Del.icio.us is Crack
March 15th, 2005It’s taken me a while to really figure it out, but you know what?
http://del.icio.us is huge.
I figure that anyone who happens upon this blog already knows what it is, but on the intensely outside chance that you haven’t, here’s an introduction.
I’ve been using del.icio.us for a long time — here’s my tag map doohickey provided by extisp.icio.us, and here’s my page on del.icio.us proper. A few stats: 1059 tags, 4695 posts.
So lately I’ve been thinking about what this thing really is. And when I thought about it, it occurred to me that it’s probably the biggest “classification” of anything I’ve ever made in my life.

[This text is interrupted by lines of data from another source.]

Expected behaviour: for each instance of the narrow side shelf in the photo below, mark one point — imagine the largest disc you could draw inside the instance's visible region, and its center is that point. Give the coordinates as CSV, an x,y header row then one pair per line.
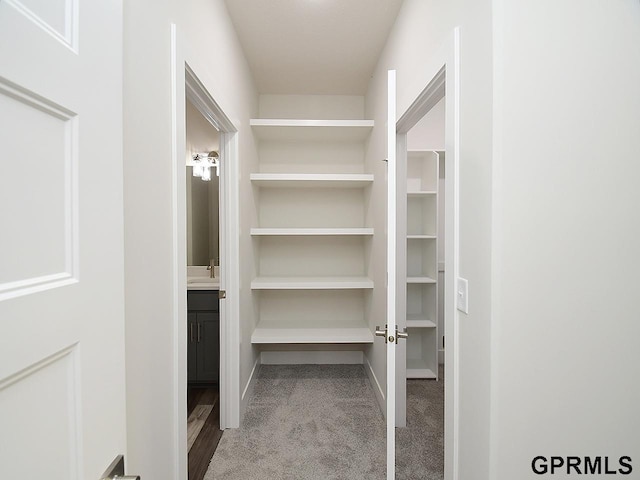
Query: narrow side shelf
x,y
312,231
421,237
420,280
423,193
311,283
302,180
311,335
294,129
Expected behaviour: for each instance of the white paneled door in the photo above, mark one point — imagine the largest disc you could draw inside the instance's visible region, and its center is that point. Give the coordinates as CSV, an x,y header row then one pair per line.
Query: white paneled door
x,y
391,274
62,403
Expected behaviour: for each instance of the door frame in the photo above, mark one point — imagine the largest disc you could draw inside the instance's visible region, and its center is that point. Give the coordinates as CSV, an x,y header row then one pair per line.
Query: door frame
x,y
187,84
442,75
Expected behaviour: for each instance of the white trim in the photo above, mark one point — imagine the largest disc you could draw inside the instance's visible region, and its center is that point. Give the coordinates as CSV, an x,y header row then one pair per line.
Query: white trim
x,y
377,388
312,357
178,270
496,224
187,85
443,74
391,272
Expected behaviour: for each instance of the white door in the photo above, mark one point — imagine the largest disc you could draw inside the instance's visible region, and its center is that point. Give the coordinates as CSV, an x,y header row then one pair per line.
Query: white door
x,y
62,403
391,274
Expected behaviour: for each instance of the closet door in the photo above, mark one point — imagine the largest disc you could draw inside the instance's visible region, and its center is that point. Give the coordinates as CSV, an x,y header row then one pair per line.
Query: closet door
x,y
391,336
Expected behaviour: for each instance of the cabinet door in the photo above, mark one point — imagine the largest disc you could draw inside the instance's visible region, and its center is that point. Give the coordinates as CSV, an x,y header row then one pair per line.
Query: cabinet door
x,y
208,356
192,346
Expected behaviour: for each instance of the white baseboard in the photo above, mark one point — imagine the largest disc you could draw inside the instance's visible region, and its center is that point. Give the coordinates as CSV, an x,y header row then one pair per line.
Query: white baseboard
x,y
248,389
311,357
377,388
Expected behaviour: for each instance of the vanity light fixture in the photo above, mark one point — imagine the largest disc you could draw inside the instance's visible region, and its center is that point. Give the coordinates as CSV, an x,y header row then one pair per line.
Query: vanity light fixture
x,y
202,163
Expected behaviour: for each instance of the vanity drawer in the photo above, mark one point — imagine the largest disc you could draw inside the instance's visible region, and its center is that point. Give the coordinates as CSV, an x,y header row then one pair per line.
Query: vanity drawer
x,y
203,300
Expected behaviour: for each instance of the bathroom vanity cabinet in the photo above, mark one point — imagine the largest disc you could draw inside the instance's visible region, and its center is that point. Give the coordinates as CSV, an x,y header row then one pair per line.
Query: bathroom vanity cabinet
x,y
203,336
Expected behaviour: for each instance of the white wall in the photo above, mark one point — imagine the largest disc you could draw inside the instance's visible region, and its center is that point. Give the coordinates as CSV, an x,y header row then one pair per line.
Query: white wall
x,y
202,214
212,49
428,133
419,30
566,350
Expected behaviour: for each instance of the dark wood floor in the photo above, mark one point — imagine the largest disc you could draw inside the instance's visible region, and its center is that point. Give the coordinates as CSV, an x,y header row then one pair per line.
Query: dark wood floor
x,y
207,440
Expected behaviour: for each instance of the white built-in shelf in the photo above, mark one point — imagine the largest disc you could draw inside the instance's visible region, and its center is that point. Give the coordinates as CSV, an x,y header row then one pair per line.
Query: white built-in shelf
x,y
420,280
417,321
294,129
311,335
302,180
417,368
311,283
312,231
423,193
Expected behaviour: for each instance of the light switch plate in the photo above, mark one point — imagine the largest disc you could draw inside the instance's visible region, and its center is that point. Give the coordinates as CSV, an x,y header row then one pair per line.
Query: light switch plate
x,y
462,295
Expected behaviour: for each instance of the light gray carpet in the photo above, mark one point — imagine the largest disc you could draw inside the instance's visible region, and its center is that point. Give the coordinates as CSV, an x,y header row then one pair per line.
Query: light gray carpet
x,y
420,446
323,422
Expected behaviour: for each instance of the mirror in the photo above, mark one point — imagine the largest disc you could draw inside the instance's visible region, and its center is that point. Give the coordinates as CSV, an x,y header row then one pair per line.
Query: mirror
x,y
202,196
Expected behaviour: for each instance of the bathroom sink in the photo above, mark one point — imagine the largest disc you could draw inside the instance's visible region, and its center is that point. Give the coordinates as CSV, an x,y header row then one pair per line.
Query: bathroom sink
x,y
203,283
202,280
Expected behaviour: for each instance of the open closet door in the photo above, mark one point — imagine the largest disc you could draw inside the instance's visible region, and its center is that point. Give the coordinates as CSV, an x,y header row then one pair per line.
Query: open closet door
x,y
391,334
62,366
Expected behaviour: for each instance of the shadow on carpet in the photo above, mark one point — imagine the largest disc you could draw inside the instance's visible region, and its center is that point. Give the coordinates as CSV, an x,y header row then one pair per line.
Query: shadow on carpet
x,y
308,422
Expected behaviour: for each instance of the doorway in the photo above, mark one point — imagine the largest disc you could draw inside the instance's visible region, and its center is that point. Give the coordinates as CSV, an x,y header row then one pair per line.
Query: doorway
x,y
187,87
203,286
442,76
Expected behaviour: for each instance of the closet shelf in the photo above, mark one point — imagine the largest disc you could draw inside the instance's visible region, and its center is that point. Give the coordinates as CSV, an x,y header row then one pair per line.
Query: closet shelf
x,y
302,180
318,130
311,231
418,321
420,280
421,193
311,335
311,283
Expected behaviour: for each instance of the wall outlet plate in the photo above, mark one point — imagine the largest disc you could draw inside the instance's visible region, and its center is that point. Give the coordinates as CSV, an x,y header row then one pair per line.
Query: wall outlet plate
x,y
462,295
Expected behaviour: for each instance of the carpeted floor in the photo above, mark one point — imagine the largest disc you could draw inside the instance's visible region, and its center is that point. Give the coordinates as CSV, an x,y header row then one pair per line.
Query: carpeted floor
x,y
307,422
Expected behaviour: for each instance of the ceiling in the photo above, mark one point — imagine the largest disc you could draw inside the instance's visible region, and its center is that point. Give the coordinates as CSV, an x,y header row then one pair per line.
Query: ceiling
x,y
322,47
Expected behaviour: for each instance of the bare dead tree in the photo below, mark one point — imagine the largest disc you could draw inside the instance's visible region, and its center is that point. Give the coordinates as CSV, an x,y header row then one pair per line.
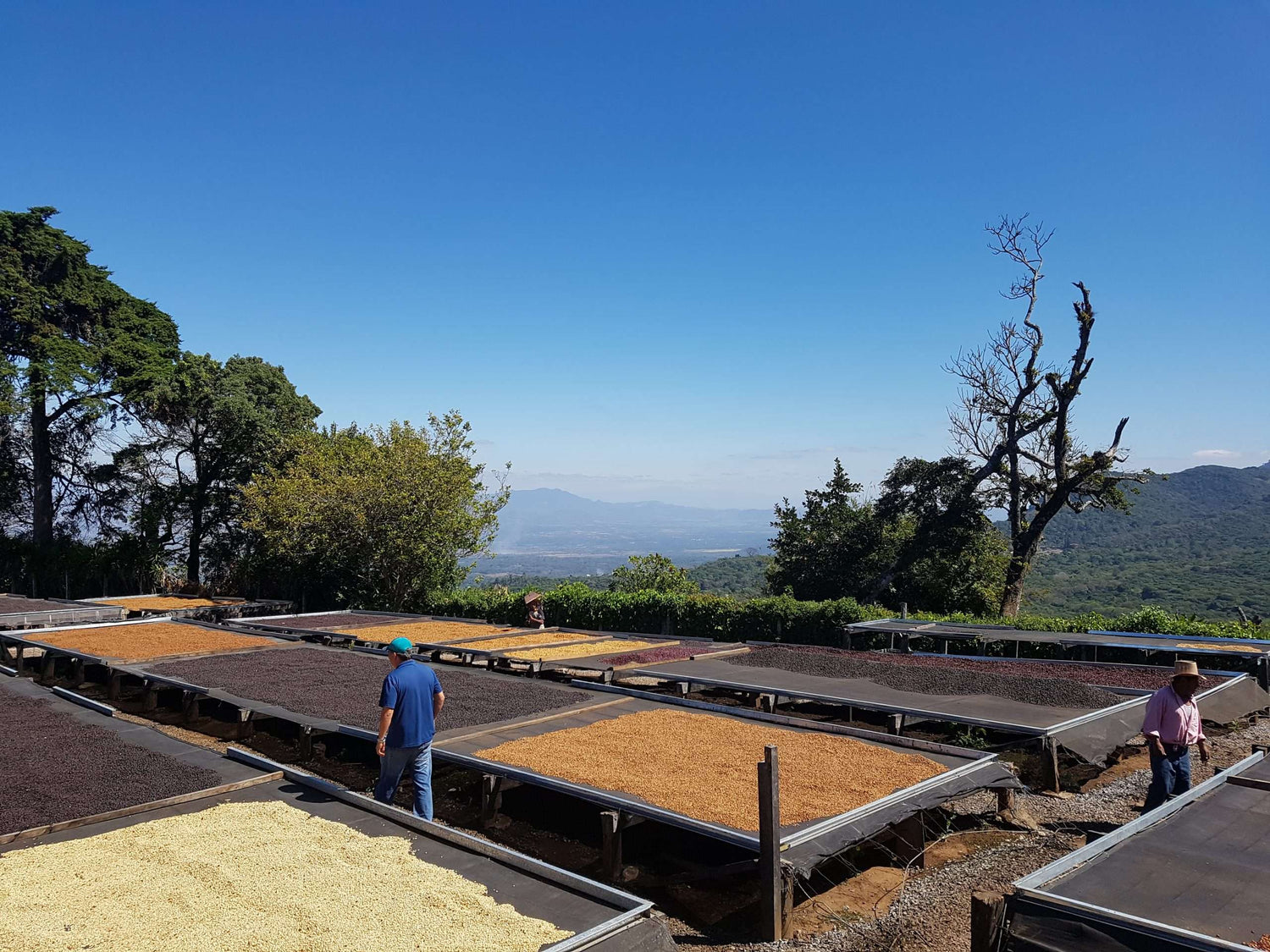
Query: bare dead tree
x,y
1015,416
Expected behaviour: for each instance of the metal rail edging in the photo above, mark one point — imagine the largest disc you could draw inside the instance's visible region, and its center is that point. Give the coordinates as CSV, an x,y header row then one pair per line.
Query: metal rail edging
x,y
1066,863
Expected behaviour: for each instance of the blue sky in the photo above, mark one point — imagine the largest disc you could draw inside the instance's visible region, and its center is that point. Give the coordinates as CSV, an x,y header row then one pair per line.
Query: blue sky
x,y
671,251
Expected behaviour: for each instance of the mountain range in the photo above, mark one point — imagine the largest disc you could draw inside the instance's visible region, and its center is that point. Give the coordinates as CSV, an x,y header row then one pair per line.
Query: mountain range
x,y
1195,541
553,532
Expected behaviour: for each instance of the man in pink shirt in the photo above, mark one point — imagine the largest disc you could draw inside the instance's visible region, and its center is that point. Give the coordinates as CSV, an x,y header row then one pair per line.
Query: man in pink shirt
x,y
1171,726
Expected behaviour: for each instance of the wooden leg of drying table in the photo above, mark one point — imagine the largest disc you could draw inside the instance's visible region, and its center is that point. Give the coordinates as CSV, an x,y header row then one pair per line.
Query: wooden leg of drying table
x,y
305,743
490,799
987,916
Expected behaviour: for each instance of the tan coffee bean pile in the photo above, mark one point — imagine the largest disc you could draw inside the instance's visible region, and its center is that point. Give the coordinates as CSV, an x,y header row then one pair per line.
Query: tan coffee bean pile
x,y
159,603
704,766
1251,649
215,880
533,637
432,632
599,647
136,642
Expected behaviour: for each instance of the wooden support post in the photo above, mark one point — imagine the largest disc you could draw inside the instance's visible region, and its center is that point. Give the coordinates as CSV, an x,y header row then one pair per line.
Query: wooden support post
x,y
305,743
611,837
909,845
771,899
490,799
987,916
1049,766
1005,800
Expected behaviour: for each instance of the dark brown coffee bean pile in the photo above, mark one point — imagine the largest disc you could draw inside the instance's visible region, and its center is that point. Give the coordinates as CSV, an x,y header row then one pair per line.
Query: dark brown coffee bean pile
x,y
337,619
671,652
922,680
345,685
1110,677
55,768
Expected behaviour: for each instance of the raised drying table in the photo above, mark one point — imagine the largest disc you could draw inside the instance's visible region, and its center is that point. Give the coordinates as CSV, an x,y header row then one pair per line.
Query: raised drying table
x,y
20,612
803,845
1190,875
902,631
211,608
323,691
1091,734
599,916
94,746
78,662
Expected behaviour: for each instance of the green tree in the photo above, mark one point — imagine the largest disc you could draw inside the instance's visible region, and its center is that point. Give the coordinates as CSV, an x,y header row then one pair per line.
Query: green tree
x,y
653,573
949,558
378,517
205,433
835,548
81,350
925,541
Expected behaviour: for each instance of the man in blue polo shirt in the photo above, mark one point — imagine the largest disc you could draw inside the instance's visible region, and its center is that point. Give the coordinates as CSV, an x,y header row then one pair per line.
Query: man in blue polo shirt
x,y
411,701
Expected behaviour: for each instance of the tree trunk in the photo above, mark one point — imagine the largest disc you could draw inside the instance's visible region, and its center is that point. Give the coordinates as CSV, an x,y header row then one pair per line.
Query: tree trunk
x,y
1013,596
41,464
1023,551
196,540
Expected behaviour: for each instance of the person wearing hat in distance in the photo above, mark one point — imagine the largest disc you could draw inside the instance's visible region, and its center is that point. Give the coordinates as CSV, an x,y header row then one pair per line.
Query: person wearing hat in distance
x,y
409,703
1171,725
536,614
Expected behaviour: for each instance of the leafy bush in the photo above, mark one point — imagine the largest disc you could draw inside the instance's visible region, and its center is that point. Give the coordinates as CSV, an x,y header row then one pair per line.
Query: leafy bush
x,y
780,619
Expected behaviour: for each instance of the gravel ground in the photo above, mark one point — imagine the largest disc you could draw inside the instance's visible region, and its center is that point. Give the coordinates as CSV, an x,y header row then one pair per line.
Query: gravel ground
x,y
932,911
58,768
345,685
832,663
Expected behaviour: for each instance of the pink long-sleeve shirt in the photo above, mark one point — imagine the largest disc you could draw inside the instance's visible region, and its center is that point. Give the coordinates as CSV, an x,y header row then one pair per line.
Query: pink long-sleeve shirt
x,y
1173,720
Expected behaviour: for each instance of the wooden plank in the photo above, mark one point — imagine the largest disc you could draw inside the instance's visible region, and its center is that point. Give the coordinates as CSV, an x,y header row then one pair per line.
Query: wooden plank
x,y
140,809
770,886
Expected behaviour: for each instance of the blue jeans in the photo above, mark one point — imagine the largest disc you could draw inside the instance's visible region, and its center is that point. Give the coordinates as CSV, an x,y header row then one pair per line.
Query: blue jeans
x,y
1170,774
398,761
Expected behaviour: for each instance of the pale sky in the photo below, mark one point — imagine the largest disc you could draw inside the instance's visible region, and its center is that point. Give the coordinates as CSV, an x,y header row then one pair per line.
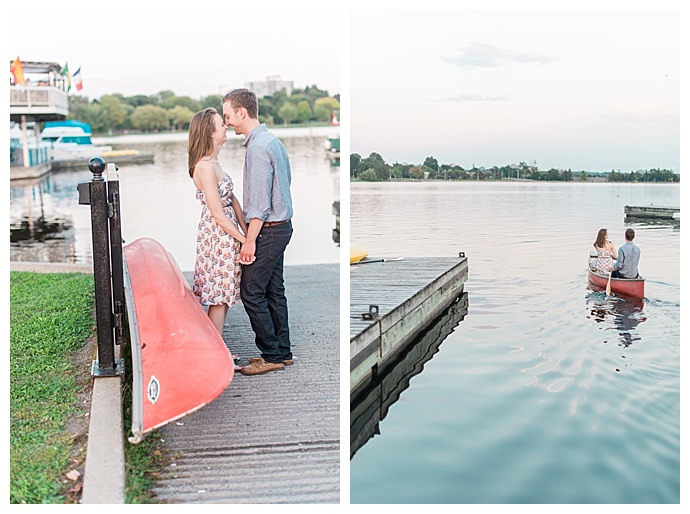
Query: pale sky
x,y
580,89
194,48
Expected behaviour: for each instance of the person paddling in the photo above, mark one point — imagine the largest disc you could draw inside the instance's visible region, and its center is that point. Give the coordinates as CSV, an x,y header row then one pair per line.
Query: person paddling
x,y
628,258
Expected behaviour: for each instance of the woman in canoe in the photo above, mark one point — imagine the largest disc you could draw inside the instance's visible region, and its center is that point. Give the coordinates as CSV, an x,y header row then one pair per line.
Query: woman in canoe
x,y
606,253
221,229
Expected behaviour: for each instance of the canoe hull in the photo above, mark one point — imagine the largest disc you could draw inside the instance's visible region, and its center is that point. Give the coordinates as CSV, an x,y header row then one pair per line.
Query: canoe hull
x,y
180,362
625,286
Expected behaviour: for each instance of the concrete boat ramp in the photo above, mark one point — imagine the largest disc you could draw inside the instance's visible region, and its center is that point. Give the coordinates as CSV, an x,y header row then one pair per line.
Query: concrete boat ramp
x,y
393,301
272,438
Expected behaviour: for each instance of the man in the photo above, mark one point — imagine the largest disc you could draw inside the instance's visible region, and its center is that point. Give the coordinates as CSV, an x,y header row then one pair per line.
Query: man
x,y
628,258
267,209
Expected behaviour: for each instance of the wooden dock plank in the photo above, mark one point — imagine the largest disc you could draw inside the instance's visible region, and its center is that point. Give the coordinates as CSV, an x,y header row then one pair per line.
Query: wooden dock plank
x,y
409,294
651,211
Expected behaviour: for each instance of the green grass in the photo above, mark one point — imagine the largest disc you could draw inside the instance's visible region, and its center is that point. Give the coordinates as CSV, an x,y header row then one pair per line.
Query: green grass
x,y
51,321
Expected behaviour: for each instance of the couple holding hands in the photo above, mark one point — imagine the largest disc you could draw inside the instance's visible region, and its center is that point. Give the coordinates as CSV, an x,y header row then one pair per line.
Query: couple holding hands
x,y
240,248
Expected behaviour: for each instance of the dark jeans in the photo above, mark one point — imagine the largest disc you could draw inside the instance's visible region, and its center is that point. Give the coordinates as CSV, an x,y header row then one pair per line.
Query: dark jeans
x,y
617,274
263,293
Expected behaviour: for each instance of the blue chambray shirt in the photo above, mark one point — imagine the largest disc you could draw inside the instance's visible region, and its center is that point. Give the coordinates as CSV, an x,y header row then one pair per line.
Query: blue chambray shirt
x,y
266,177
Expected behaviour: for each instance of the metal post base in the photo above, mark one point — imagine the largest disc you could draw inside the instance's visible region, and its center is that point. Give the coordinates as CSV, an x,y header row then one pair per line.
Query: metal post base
x,y
96,370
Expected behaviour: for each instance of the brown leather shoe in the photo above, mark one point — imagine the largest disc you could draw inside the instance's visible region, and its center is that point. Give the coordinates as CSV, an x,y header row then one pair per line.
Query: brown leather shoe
x,y
287,362
259,367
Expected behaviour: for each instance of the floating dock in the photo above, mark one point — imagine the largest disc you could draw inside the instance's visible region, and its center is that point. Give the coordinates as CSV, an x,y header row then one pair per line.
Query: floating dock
x,y
372,403
392,302
651,212
119,158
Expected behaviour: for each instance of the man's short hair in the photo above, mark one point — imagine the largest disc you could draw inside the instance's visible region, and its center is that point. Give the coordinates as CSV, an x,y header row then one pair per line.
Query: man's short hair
x,y
243,98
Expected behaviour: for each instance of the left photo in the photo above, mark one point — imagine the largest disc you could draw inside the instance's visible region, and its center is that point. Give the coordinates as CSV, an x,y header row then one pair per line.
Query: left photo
x,y
174,259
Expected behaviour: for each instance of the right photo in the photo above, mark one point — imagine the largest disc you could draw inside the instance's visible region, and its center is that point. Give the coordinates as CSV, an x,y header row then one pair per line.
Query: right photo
x,y
515,257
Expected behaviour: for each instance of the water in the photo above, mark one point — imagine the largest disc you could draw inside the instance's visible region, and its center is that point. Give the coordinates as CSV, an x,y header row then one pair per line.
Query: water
x,y
546,392
47,224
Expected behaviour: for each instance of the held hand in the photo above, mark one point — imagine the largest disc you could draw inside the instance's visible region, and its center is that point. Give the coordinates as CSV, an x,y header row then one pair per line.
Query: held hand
x,y
247,252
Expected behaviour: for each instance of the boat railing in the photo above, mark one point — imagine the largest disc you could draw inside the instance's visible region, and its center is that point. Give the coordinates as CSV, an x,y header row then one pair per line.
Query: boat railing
x,y
38,100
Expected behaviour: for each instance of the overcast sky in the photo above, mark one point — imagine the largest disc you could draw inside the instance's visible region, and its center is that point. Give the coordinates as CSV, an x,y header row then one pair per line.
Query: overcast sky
x,y
580,89
192,48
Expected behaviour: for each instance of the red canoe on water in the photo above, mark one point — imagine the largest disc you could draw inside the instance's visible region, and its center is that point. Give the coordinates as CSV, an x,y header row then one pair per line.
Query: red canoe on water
x,y
180,362
633,287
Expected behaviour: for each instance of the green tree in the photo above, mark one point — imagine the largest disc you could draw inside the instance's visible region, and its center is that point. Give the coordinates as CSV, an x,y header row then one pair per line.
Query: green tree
x,y
150,118
416,172
303,111
376,162
180,117
212,101
118,111
324,108
355,165
183,101
369,175
288,113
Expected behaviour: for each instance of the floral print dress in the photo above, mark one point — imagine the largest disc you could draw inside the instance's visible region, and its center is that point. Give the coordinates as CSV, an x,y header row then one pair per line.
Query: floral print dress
x,y
217,270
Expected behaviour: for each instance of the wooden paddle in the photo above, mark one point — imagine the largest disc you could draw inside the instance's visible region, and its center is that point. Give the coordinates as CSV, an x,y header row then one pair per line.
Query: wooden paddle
x,y
384,259
608,285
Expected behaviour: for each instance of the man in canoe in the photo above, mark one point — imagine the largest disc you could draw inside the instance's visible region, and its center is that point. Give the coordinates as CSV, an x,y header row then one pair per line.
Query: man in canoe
x,y
628,258
267,210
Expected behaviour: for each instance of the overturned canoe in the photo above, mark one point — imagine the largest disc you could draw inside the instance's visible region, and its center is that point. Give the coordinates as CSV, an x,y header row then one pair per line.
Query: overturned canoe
x,y
179,361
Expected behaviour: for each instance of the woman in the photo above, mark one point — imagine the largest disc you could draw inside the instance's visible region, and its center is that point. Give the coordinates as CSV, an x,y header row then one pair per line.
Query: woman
x,y
606,252
221,229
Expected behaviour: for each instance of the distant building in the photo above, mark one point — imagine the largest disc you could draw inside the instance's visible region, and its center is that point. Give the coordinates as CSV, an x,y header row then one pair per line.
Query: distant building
x,y
269,86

Which is kind of funny, considering that I once had a job where I was officially a “technical lexicographer,” i.e., I was paid to classify terms in a hierarchy (it was for a natural language search engine — the product ended up being bought out by these guys).
What we did there all day long was decide which word should be a “subword” of which other word. to jaunt goes under to run. Except most of them weren’t that easy. Arguments were inevitable, and people would come up with pet plans for generalizing how to organize stuff (I did too). And we just weren’t fast, because we felt like we had to be right. The project didn’t start from scratch, it was based partially on Wordnet which is a hierarchical lexical database which has been around for a long time. There’s a web interface where you can take a look at the sort of data structures it contains… heh, I see that they don’t call jaunting a kind of running.
So they have their stats up. Here’s the bottom line: “The total of all unique noun, verb, adjective, and adverb strings is actually 144309.” Now, if I myself have 1K tags in del.icio.us, it’s blatantly obvious that del.icio.us is bigger than Wordnet: there are clearly more than 100 users of del.icio.us (geeze I hate typing that).
One could argue that it’s apples and oranges, Wordnet has nothing to do with applying tags to URLs. But at least 80 percent of what I did in my job had to do with nouns. We avoided off verbs as much as possible (as the example I mention shows, it’s really hard to classify verbs consistently), adjectives were just as difficult, and adverbs? Fuhgeddaboutit. If I recall correctly, the early versions of Wordnet didn’t even touch adverbs. (Hell, it’s hard to even define an adverb.)
Not to mention that those categories aren’t necessarily useful across languages.
I’m just thinking out loud here, but I think the scale of the success of delicious really makes one wonder about the wisdom of attempting to build a lexical database in any way that isn’t distributed. It’s Yahoo versus Google all over again. “Folksonomy” isn’t necessarily the most mellifluous, er, tag, for the tagging craze, but the tagging craze itself is definitely onto something.
Anyway, I’m babbling on. Joshua Schachter is a genius, and goodnight.